Well she called back and told me she got her own cell phone. She even gave me her new cell number. She then asked if I wanted to do lunch this weekend. Every time she does this " we should get lunch and talk" thing, she always turns it into a “how do you see us?" talk despite me trying to keep all meetings light. I dread these talks because she just uses them to tell me she doesn’t feel the same way, so we should get a D. Every time i tell her I'm not giving up, and i am making the best of this time apart to work on myself. I also tell her I will not stand in her way, but if she does not want our marriage to work, she will have to do the work to get the papers started, as I still see a M here. I think I will tell her something new this time if it does indeed turn out to be this talk again. I will tell her that she is RIGHT and we WONT make it if she doesn’t want it to. I can’t to this alone and wont always bee here.
Its funny how when I do try to detach, she plays the “ what’s wrong ?” card on me. If I tell her nothings wrong she tells me I’m acting weird because I’m not saying the usual, “hey pretty lady how are you” stuff. I will try to explain I’m fine, but she will then say how this is a reason not to be together because I am acting distant!!! Damned if you do and damned if you don’t but I will stick to my guns this time and continue my detachment. If she doesn’t like it maybe she should stop asking what’s wrong and start taking action if she wants me to act closer! I am also going to give her a day before I return her call. Its been my proactive practice to try to be as accommodating as possible for her… yet here I am 12 months later and nothing to she for it but the memories of my wife loosing there power and my heart getting numb to her.

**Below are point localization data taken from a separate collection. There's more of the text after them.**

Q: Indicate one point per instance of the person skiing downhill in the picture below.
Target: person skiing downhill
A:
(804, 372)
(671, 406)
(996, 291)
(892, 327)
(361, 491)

Called her back and made a decision to tell her i can’t get together until next week. Told her I was booked solid but was off Thursday-Sat. her birthday is next week as well. I am hoping that by not running to her this time when she offers me a bone it might change a dynamic. I whish something would change. Just feeling sad today. Watched that new movie about the mouse Despero. In the movie there’s a line that’s says something like “Remember when I said grief was the strongest emotion. I was wrong it’s forgiveness.” Nothing like tearing up at a kids movie to ruin a day.
I'm glad your throwing a curve to her. She notices...trust me.
I'm feeling sad with you. Thanks for the advice on my thread. You know I look for you for the "cop's perspective".
Me 36 Husband 35 D5 S2 separated: 10/29/07-present Served divorce papers 1/22/09 "When the world gives out beneath your feet, it is time to learn how to fly."